Par Francesca Pizzutelli, chercheuse/conseillère d’Amnesty International, spécialiste des droits des réfugiés et des migrants.

Depuis l’avion, le changement de saison est manifeste : les vastes étendues de terres qui, trois mois plus tôt, étaient jaunes, arides et poussiéreuses ont pris une teinte foncée et sont parsemées de tâches vertes. Après une première visite en septembre, me voici de retour au Kurdistan irakien (officiellement, la région autonome du Kurdistan irakien) avec ma collègue Khairun pour faire le point sur la situation des droits des réfugiés syriens et déplacés irakiens.

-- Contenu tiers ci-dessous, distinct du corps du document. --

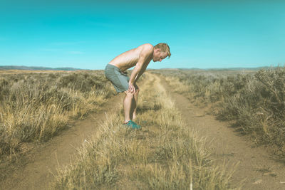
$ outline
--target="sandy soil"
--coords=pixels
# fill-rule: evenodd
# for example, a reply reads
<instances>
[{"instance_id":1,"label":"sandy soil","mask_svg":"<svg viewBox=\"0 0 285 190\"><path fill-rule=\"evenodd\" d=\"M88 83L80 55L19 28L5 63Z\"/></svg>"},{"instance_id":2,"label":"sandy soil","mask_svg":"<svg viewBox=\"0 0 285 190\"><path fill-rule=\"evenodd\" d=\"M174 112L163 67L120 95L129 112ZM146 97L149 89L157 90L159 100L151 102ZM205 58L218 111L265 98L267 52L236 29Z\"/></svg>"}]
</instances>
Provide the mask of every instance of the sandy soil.
<instances>
[{"instance_id":1,"label":"sandy soil","mask_svg":"<svg viewBox=\"0 0 285 190\"><path fill-rule=\"evenodd\" d=\"M217 164L228 162L228 167L238 164L232 179L234 187L244 181L242 189L285 189L285 168L275 162L263 147L252 147L252 143L230 127L228 122L217 121L207 115L207 110L195 106L187 98L172 91L163 78L163 86L176 102L189 127L210 142L212 158ZM19 168L4 181L1 189L46 189L53 181L58 166L72 162L76 149L84 139L96 131L96 126L110 114L114 106L119 107L123 94L110 99L100 113L76 121L73 127L55 137L43 147L36 147L24 167Z\"/></svg>"},{"instance_id":2,"label":"sandy soil","mask_svg":"<svg viewBox=\"0 0 285 190\"><path fill-rule=\"evenodd\" d=\"M71 163L85 139L88 139L96 131L106 115L111 114L114 107L122 103L123 94L110 99L102 111L92 114L84 120L78 120L72 127L63 131L44 145L38 146L26 157L25 166L17 169L13 174L0 182L0 189L47 189L57 173L58 166Z\"/></svg>"},{"instance_id":3,"label":"sandy soil","mask_svg":"<svg viewBox=\"0 0 285 190\"><path fill-rule=\"evenodd\" d=\"M233 187L243 181L242 189L285 189L284 165L275 162L266 148L253 147L252 143L229 122L207 115L207 108L195 106L185 97L174 93L163 78L161 81L187 124L198 134L207 137L216 163L227 162L228 167L238 164L232 178Z\"/></svg>"}]
</instances>

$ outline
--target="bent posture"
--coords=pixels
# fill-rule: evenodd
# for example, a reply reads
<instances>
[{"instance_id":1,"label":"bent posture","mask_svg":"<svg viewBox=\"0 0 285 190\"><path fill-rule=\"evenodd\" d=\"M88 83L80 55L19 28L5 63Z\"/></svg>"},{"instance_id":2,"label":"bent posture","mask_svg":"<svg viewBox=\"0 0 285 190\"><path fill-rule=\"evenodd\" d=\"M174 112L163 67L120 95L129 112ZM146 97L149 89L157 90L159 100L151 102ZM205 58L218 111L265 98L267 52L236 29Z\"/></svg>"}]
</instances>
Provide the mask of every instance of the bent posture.
<instances>
[{"instance_id":1,"label":"bent posture","mask_svg":"<svg viewBox=\"0 0 285 190\"><path fill-rule=\"evenodd\" d=\"M171 53L167 44L160 43L152 46L145 43L123 53L113 59L105 68L105 75L115 87L117 93L125 93L123 100L125 113L124 124L133 128L140 127L132 120L136 117L139 88L136 85L140 76L145 71L150 60L162 61ZM129 78L125 72L135 66Z\"/></svg>"}]
</instances>

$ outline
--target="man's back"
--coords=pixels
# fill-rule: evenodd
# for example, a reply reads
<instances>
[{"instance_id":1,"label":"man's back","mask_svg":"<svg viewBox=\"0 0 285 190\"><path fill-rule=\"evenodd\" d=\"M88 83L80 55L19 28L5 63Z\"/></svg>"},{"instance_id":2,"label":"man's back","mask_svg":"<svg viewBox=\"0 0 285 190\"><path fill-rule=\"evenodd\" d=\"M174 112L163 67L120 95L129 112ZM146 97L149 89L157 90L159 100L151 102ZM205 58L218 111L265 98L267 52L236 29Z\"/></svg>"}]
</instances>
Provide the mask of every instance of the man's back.
<instances>
[{"instance_id":1,"label":"man's back","mask_svg":"<svg viewBox=\"0 0 285 190\"><path fill-rule=\"evenodd\" d=\"M138 60L140 58L140 55L145 47L151 47L153 48L152 45L150 43L142 44L138 48L131 49L126 52L120 54L115 58L113 58L109 64L115 65L120 69L122 71L125 71L127 69L133 67L137 64ZM150 62L152 57L150 56L148 63Z\"/></svg>"}]
</instances>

Face à la progression du groupe armé État islamique (EI) et aux autres violences qui déchirent le pays, plus de deux millions d’Irakiens ont été déplacés en 2014. Près de la moitié d’entre eux (quelque 950 000 personnes) se trouvent aujourd’hui au Kurdistan, petite région semi-autonome du nord de l’Irak qui compte 5,2 millions d’habitants. Ce qui signifie que la région a vu sa population augmenter de près d’un cinquième (comme si l’Écosse avait soudainement accueilli un million de personnes venues d’Angleterre et du Pays de Galles).

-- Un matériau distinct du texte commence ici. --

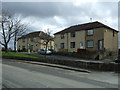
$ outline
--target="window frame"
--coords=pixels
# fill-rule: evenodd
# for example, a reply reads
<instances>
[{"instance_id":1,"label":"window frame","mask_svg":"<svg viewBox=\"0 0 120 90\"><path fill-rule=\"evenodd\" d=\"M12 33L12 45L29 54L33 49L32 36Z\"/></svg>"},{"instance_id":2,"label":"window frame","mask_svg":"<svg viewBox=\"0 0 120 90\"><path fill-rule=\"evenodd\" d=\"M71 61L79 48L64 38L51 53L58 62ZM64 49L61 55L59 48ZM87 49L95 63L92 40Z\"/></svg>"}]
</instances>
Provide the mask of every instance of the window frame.
<instances>
[{"instance_id":1,"label":"window frame","mask_svg":"<svg viewBox=\"0 0 120 90\"><path fill-rule=\"evenodd\" d=\"M92 31L92 34L91 34L91 32L89 32L89 31ZM87 35L88 35L88 36L93 36L93 34L94 34L94 30L93 30L93 29L87 30Z\"/></svg>"},{"instance_id":2,"label":"window frame","mask_svg":"<svg viewBox=\"0 0 120 90\"><path fill-rule=\"evenodd\" d=\"M25 38L22 39L22 42L25 42Z\"/></svg>"},{"instance_id":3,"label":"window frame","mask_svg":"<svg viewBox=\"0 0 120 90\"><path fill-rule=\"evenodd\" d=\"M60 36L60 37L61 37L61 39L64 39L64 38L65 38L64 34L61 34L61 36Z\"/></svg>"},{"instance_id":4,"label":"window frame","mask_svg":"<svg viewBox=\"0 0 120 90\"><path fill-rule=\"evenodd\" d=\"M88 42L92 41L93 42L93 45L92 46L88 46ZM93 48L94 47L94 41L93 40L87 40L87 48Z\"/></svg>"},{"instance_id":5,"label":"window frame","mask_svg":"<svg viewBox=\"0 0 120 90\"><path fill-rule=\"evenodd\" d=\"M70 42L70 48L75 48L75 42Z\"/></svg>"},{"instance_id":6,"label":"window frame","mask_svg":"<svg viewBox=\"0 0 120 90\"><path fill-rule=\"evenodd\" d=\"M33 41L34 41L34 38L30 38L30 41L33 42Z\"/></svg>"}]
</instances>

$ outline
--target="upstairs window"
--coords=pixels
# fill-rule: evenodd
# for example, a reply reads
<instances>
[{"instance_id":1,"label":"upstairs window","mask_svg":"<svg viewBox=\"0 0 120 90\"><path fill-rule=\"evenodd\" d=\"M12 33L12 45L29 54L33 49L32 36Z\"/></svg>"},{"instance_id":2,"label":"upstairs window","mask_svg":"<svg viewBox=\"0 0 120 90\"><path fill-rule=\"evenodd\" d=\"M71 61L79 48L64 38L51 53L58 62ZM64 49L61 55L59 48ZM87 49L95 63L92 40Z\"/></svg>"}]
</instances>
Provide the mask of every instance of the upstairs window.
<instances>
[{"instance_id":1,"label":"upstairs window","mask_svg":"<svg viewBox=\"0 0 120 90\"><path fill-rule=\"evenodd\" d=\"M22 49L24 50L24 49L25 49L25 46L22 46Z\"/></svg>"},{"instance_id":2,"label":"upstairs window","mask_svg":"<svg viewBox=\"0 0 120 90\"><path fill-rule=\"evenodd\" d=\"M34 38L30 38L30 41L33 42L33 41L34 41Z\"/></svg>"},{"instance_id":3,"label":"upstairs window","mask_svg":"<svg viewBox=\"0 0 120 90\"><path fill-rule=\"evenodd\" d=\"M113 37L115 36L115 31L113 30Z\"/></svg>"},{"instance_id":4,"label":"upstairs window","mask_svg":"<svg viewBox=\"0 0 120 90\"><path fill-rule=\"evenodd\" d=\"M64 43L61 43L61 49L64 49Z\"/></svg>"},{"instance_id":5,"label":"upstairs window","mask_svg":"<svg viewBox=\"0 0 120 90\"><path fill-rule=\"evenodd\" d=\"M61 34L61 39L64 39L64 34Z\"/></svg>"},{"instance_id":6,"label":"upstairs window","mask_svg":"<svg viewBox=\"0 0 120 90\"><path fill-rule=\"evenodd\" d=\"M70 42L70 48L75 48L75 42Z\"/></svg>"},{"instance_id":7,"label":"upstairs window","mask_svg":"<svg viewBox=\"0 0 120 90\"><path fill-rule=\"evenodd\" d=\"M87 41L87 47L88 48L93 48L93 40L88 40Z\"/></svg>"},{"instance_id":8,"label":"upstairs window","mask_svg":"<svg viewBox=\"0 0 120 90\"><path fill-rule=\"evenodd\" d=\"M22 42L25 42L25 39L22 39Z\"/></svg>"},{"instance_id":9,"label":"upstairs window","mask_svg":"<svg viewBox=\"0 0 120 90\"><path fill-rule=\"evenodd\" d=\"M71 33L70 33L70 36L71 36L71 37L75 37L75 32L71 32Z\"/></svg>"},{"instance_id":10,"label":"upstairs window","mask_svg":"<svg viewBox=\"0 0 120 90\"><path fill-rule=\"evenodd\" d=\"M93 35L93 30L87 30L87 35Z\"/></svg>"}]
</instances>

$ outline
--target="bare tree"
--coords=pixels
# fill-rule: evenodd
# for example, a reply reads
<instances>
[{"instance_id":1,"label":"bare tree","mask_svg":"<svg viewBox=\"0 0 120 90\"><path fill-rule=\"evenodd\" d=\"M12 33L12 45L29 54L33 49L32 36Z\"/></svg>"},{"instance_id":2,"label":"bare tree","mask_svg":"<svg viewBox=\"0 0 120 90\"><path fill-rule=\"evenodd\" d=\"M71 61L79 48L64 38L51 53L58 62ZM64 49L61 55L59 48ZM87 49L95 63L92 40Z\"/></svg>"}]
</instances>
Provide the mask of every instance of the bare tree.
<instances>
[{"instance_id":1,"label":"bare tree","mask_svg":"<svg viewBox=\"0 0 120 90\"><path fill-rule=\"evenodd\" d=\"M2 21L1 21L1 31L0 34L2 39L0 44L4 46L5 50L8 50L8 43L10 42L11 38L14 36L14 21L10 14L3 12L2 13Z\"/></svg>"},{"instance_id":2,"label":"bare tree","mask_svg":"<svg viewBox=\"0 0 120 90\"><path fill-rule=\"evenodd\" d=\"M45 57L46 57L46 52L47 52L47 49L48 49L48 44L49 44L50 41L53 40L53 37L51 36L52 31L50 31L49 28L45 29L44 32L45 32L45 34L42 34L42 32L40 32L39 36L43 40L42 44L45 45Z\"/></svg>"},{"instance_id":3,"label":"bare tree","mask_svg":"<svg viewBox=\"0 0 120 90\"><path fill-rule=\"evenodd\" d=\"M15 20L16 25L14 26L14 51L16 51L17 39L24 35L27 30L27 25L21 24L21 19Z\"/></svg>"},{"instance_id":4,"label":"bare tree","mask_svg":"<svg viewBox=\"0 0 120 90\"><path fill-rule=\"evenodd\" d=\"M3 11L2 13L1 26L0 34L2 36L2 40L0 41L0 44L3 45L7 51L8 44L14 37L14 50L16 51L17 37L25 33L26 26L21 24L21 19L10 15L7 11Z\"/></svg>"}]
</instances>

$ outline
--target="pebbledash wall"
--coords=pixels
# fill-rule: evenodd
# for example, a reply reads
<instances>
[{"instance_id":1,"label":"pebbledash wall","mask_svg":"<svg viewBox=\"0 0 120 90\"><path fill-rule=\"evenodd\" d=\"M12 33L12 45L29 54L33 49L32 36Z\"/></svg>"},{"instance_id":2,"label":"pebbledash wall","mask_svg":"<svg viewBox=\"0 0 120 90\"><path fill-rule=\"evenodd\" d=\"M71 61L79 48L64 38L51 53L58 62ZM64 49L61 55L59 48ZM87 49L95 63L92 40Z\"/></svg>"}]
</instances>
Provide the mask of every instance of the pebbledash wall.
<instances>
[{"instance_id":1,"label":"pebbledash wall","mask_svg":"<svg viewBox=\"0 0 120 90\"><path fill-rule=\"evenodd\" d=\"M32 32L33 34L34 32ZM17 41L17 50L28 50L30 49L33 52L37 52L39 49L45 49L45 45L43 44L44 40L40 38L39 36L24 36L18 39ZM38 33L39 35L39 33ZM54 41L51 40L48 43L48 49L54 49Z\"/></svg>"},{"instance_id":2,"label":"pebbledash wall","mask_svg":"<svg viewBox=\"0 0 120 90\"><path fill-rule=\"evenodd\" d=\"M94 25L92 25L95 23L99 24L99 27L95 27ZM85 49L88 51L98 52L93 58L96 58L98 55L100 59L111 55L116 58L118 56L118 31L99 22L88 24L90 24L89 27L85 27L84 25L84 27L82 27L83 30L79 28L77 28L77 30L71 30L71 28L77 27L72 26L68 29L65 29L66 32L64 32L65 30L63 30L55 33L55 50L58 52L77 52L78 49ZM88 30L93 30L93 34L88 35ZM75 37L71 37L71 33L73 32L75 33ZM61 38L61 35L64 35L64 38ZM93 41L93 47L88 47L88 41ZM71 42L75 42L74 48L71 48ZM64 43L64 48L61 48L61 43ZM81 43L83 45L82 48L80 46Z\"/></svg>"}]
</instances>

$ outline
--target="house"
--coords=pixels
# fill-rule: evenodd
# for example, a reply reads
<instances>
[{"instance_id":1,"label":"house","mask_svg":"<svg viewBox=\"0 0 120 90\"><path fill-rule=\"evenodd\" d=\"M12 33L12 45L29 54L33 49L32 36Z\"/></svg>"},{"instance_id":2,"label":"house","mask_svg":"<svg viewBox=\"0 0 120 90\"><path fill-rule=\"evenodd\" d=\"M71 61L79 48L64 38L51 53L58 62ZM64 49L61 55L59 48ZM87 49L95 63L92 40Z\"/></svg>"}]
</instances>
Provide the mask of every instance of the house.
<instances>
[{"instance_id":1,"label":"house","mask_svg":"<svg viewBox=\"0 0 120 90\"><path fill-rule=\"evenodd\" d=\"M117 57L118 31L98 21L71 26L54 35L58 52L87 50L96 51L93 58Z\"/></svg>"},{"instance_id":2,"label":"house","mask_svg":"<svg viewBox=\"0 0 120 90\"><path fill-rule=\"evenodd\" d=\"M18 38L17 50L18 51L32 51L37 52L39 49L46 48L45 40L49 38L48 49L54 49L53 37L48 36L42 31L31 32Z\"/></svg>"}]
</instances>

Il s’agit, pour la plupart, de yézidis de la région de Sinjar, auxquels viennent s’ajouter des Turcs et des Arabes de villes et de villages situés à proximité de Mossoul, deuxième plus grande agglomération irakienne. Avant janvier 2014, le Kurdistan avait déjà accueilli quelque 230 000 réfugiés de Syrie.

Les camps

Le gouvernement régional kurde a fait construire des camps pour les centaines de milliers de personnes déplacées. Le camp de Baharka, en périphérie d’Erbil, accueille quelque 3 000 Irakiens déplacés et réfugiés palestiniens d’Irak. Érigé tout près de la capitale du Kurdistan, c’est l’un des camps les plus en vue. Bien qu’il reçoive fréquemment la visite de dignitaires, de journalistes et d’organismes caritatifs d’autres pays, les conditions de vie y sont loin d’être idéales, en particulier par temps pluvieux. Quand la nuit tombe, le marché est éclairé par des lampes solaires et des lampes torches.

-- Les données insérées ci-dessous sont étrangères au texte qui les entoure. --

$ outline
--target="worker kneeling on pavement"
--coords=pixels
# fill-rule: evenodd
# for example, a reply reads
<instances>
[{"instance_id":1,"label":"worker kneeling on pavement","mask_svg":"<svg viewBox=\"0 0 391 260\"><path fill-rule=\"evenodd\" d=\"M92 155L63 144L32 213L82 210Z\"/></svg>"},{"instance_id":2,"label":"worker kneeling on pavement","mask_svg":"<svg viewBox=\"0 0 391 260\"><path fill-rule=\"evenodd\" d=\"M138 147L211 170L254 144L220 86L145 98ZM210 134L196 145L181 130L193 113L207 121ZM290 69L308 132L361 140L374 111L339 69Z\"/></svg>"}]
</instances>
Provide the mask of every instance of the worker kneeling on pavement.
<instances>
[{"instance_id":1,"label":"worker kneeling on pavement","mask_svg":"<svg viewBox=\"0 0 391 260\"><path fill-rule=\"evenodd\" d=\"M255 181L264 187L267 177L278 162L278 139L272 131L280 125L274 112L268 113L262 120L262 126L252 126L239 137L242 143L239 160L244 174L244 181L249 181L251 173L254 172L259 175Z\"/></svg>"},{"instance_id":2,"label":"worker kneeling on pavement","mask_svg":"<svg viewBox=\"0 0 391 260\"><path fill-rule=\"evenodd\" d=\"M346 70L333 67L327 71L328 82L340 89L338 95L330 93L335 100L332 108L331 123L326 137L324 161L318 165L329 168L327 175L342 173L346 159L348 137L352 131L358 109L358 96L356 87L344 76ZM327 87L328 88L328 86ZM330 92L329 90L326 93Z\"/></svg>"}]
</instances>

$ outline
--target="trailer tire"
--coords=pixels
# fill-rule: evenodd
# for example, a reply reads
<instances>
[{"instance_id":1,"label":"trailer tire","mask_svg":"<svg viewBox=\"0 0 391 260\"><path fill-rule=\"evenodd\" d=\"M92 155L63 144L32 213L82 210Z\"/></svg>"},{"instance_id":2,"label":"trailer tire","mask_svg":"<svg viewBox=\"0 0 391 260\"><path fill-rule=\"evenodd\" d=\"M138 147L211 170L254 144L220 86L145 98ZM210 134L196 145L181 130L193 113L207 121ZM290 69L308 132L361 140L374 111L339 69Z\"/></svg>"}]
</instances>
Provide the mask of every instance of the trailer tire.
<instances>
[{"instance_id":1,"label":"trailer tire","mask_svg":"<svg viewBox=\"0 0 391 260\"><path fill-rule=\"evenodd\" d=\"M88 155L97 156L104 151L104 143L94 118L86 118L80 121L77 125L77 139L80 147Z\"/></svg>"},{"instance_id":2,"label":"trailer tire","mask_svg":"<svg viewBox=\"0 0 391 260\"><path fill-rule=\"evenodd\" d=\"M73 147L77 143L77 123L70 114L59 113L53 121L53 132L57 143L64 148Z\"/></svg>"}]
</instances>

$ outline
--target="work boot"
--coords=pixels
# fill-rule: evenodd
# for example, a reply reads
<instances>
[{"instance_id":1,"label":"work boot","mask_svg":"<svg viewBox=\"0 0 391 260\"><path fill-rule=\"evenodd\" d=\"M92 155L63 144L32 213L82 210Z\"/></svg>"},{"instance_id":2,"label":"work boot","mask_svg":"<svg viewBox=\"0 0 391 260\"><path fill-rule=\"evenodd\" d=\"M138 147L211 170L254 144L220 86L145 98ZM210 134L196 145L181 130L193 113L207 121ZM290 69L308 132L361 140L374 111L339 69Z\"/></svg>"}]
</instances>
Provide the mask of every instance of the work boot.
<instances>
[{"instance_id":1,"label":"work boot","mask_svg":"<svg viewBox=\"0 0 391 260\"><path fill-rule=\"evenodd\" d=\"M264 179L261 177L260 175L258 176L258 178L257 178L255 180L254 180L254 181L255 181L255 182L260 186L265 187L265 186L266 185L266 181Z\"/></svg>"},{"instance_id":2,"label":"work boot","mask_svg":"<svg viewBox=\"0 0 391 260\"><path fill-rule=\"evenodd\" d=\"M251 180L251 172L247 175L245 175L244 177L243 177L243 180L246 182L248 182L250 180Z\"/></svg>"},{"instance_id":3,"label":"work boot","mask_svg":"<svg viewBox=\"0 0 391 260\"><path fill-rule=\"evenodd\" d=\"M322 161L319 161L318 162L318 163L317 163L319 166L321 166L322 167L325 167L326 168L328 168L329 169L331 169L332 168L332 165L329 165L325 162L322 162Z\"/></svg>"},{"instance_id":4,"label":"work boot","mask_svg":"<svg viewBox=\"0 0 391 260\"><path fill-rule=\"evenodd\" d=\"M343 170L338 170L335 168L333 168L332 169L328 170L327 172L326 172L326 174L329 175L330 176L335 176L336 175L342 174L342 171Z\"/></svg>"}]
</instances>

Dans la province de Dohuk, dont la capitale du même nom située à l’ouest d’Erbil compte 280 000 habitants, on dénombre 430 000 personnes déplacées, en plus des réfugiés de Syrie. La première fois que nous nous étions rendues dans la région de Dohuk, en septembre 2014, les personnes qui n’étaient pas hébergées par des familles de la région avaient trouvé refuge là où elles avaient pu : dans des écoles, des chantiers, des bâtiments en cours de construction, des garages, des parcs ou encore des jardins. Trois mois plus tard, neuf camps officiels ont été construits dans la province pour les déplacés. Ils en accueillent 125 000, soit une petite partie seulement des personnes ayant besoin d’un abri.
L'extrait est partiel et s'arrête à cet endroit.